Il presidente juventino Gianpiero Boniperti ricorderà che «Juve e Liverpool non volevano giocare ma furono costretti dalla Uefa e dalle autorità belghe. Temevano che l’effetto rinuncia avrebbe spinto alla rivolta gli altri settori. Nel 1985, non c’erano ancora i telefonini. Chi era dall’altra parte dello stadio, non poteva percepire l’entità del dramma. Lo avrebbe capito da un improvviso ritiro delle squadre, dalla cancellazione della finale. E allora, dissero per convincerci, sarebbe stato non più un inferno, ma l’apocalisse»

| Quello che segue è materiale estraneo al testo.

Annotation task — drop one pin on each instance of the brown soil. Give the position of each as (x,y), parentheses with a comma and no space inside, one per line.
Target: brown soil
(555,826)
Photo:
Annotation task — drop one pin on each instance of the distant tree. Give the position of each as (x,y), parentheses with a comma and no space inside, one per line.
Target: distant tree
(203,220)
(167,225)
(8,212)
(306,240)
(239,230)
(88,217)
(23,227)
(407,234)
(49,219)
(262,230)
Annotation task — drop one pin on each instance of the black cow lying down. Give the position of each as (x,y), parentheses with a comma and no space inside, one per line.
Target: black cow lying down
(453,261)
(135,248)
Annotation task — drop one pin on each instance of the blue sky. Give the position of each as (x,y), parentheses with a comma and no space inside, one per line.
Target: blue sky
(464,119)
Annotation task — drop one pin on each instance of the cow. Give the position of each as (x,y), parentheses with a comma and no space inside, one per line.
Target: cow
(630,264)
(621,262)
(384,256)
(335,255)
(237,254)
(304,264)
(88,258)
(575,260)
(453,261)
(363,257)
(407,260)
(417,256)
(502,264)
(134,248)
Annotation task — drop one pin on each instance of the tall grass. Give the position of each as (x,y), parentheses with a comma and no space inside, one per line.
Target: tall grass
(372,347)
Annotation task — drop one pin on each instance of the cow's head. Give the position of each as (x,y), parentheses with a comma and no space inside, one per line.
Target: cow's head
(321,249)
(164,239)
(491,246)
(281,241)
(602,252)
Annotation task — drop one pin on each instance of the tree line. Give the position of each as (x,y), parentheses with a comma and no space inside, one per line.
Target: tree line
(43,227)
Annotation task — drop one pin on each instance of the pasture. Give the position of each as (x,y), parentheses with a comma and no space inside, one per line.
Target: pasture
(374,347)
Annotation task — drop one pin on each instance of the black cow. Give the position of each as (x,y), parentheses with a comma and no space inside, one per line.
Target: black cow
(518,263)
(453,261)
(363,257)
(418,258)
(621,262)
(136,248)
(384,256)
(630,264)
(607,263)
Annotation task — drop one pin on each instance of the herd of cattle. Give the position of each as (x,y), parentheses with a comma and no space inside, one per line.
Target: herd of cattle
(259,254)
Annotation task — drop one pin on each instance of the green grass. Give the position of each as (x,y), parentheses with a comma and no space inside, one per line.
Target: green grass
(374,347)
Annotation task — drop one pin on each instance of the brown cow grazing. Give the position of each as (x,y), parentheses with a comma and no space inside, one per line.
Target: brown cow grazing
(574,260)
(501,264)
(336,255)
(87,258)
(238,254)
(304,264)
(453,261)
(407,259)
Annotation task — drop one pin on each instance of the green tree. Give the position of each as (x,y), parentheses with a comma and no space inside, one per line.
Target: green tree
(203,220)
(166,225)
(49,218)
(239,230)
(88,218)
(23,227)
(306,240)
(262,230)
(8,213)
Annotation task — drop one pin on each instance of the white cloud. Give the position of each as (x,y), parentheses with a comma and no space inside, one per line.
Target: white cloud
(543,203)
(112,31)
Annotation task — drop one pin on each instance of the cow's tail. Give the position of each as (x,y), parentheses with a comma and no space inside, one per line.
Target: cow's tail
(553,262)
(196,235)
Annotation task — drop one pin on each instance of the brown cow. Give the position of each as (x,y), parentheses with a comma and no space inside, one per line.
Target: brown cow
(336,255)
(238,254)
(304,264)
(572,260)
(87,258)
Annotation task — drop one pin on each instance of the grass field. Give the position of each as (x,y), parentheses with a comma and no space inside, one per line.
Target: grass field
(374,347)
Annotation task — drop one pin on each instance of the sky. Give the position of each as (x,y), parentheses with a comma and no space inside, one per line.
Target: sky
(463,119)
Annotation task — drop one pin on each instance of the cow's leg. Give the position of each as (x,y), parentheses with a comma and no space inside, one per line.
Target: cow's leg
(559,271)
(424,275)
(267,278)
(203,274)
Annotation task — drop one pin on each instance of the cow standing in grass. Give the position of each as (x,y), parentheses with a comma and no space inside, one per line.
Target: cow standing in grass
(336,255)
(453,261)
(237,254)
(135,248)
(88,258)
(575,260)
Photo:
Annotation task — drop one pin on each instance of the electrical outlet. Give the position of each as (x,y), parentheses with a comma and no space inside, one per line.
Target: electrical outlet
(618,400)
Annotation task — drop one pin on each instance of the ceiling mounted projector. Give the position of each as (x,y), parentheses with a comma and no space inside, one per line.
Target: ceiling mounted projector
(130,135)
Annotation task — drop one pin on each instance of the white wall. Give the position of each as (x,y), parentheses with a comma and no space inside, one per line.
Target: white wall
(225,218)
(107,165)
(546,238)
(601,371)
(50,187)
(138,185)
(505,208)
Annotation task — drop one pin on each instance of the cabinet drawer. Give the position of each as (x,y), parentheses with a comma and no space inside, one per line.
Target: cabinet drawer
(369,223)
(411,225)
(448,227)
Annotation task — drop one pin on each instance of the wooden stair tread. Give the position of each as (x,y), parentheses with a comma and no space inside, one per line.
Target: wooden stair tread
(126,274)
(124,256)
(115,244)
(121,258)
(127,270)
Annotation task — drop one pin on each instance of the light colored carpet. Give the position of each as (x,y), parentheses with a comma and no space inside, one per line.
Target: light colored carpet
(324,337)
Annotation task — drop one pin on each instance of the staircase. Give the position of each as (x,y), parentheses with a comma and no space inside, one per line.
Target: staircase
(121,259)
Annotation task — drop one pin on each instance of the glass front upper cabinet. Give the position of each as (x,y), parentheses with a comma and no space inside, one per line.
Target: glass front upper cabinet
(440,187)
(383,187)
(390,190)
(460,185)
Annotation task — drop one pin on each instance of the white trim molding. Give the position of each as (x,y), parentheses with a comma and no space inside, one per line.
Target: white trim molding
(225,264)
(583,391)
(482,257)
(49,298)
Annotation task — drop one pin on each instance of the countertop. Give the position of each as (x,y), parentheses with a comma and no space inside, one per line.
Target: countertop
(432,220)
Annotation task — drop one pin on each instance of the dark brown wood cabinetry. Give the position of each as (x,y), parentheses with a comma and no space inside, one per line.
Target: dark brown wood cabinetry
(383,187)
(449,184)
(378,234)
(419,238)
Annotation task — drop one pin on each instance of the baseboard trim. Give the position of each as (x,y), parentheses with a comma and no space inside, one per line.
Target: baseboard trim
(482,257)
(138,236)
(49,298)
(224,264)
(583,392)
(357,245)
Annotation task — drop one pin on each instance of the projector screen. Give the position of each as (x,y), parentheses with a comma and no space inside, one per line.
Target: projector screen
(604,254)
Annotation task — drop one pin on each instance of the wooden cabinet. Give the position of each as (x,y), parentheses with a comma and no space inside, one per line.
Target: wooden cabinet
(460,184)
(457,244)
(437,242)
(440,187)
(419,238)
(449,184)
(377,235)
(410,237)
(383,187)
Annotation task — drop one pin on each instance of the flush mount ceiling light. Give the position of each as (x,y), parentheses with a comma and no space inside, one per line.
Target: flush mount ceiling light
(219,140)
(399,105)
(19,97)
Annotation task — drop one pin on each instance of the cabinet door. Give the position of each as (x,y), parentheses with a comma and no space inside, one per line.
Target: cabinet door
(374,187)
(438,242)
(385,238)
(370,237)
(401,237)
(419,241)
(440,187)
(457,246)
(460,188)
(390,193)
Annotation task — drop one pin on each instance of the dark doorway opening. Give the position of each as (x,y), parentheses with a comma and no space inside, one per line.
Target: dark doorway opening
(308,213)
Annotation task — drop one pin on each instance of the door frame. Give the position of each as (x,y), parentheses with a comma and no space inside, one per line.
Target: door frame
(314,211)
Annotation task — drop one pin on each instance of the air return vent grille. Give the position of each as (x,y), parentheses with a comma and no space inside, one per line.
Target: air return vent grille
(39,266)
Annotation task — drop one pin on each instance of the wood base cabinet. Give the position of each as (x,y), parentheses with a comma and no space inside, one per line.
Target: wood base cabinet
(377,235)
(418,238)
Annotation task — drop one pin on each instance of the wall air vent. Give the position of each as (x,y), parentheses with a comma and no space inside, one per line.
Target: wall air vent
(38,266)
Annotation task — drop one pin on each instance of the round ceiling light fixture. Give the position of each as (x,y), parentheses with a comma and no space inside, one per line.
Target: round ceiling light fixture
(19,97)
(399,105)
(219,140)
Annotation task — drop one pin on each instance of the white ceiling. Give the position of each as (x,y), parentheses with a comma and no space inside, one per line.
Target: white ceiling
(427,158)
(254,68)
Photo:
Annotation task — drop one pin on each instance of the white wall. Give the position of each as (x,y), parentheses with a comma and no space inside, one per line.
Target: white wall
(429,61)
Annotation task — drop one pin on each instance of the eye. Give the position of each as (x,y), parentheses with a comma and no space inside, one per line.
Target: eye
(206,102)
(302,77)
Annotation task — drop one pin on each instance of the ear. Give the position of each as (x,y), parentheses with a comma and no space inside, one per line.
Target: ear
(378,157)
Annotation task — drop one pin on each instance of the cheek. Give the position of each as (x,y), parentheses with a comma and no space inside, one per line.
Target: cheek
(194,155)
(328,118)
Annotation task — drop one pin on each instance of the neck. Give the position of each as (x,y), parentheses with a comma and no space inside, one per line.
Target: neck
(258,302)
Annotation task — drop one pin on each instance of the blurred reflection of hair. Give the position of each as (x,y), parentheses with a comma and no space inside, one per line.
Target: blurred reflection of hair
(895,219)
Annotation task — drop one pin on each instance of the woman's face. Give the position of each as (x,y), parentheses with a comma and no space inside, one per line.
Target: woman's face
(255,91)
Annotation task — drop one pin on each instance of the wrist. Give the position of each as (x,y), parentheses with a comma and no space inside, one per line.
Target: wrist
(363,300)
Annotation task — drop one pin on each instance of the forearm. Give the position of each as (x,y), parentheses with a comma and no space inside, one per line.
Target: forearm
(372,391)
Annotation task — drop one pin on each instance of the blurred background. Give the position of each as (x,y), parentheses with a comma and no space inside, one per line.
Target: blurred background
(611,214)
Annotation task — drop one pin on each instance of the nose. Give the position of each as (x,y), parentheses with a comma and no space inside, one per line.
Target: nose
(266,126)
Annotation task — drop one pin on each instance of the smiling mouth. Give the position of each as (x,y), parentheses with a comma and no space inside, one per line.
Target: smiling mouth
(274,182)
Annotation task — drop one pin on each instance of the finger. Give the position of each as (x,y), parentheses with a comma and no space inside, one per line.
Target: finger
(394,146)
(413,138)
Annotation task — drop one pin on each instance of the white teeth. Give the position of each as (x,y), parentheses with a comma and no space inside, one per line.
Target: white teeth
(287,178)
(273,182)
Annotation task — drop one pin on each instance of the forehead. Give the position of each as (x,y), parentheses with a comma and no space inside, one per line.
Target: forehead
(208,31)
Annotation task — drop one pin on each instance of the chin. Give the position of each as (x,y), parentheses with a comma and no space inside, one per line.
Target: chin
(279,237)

Sergio Brio, difensore della Juventus, entrò con Antonio Cabrini e Marco Tardelli in campo per cercare di rassicurare gli animi, confermando ai tifosi che la partita si sarebbe giocata e il risultato sarebbe stato valido.
Gli uomini della sicurezza erano completamente inermi e non fecero nulla per sedare la situazione, per non parlare dei controlli di sicurezza all’ingresso.
In molto riuscirono a infiltrarsi senza biglietto, per non parlare delle infiltrazioni di gruppi facinorosi.
Il dramma si conclude con il crollo del muretto sul lato più basso e opposto rispetto alla carica degli hooligans. Il bollettino conterà 600 feriti e 39 morti di cui 32 italiani.
La portata di quella tragedia ebbe una forte eco in tutto il Mondo: alcune televisioni decisero di non trasmettere la partita, altre mandarono in onda dei messaggi di dura condanna contro quanto accaduto. In Italia, invece, il tg mostra le immagini dell’incidente.
La partita si conclude con la vittoria della Juventus che riceve la coppa in un surreale clima di gioia.
25 hooligans, i responsabili della gestione dell’ordine pubblico e Albert Roosens, capo della Federcalcio belga dell’epoca furono processati per quanto avvenuto.
Stato, Federazione belga e Uefa furono condannati al risarcimento per le famiglie delle vittime.
Per quei fatti la coppa divenne nota con l’appellativo di “insanguinata” Spaccando di fatto l’opinione pubblica: chi sosteneva che la partita doveva essere sospesa chi contento o meno del risultato.
Ciò che conta realmente è il ricordo di tutti coloro che in quel giorno di festa hanno perso la vita e alle loro famiglie.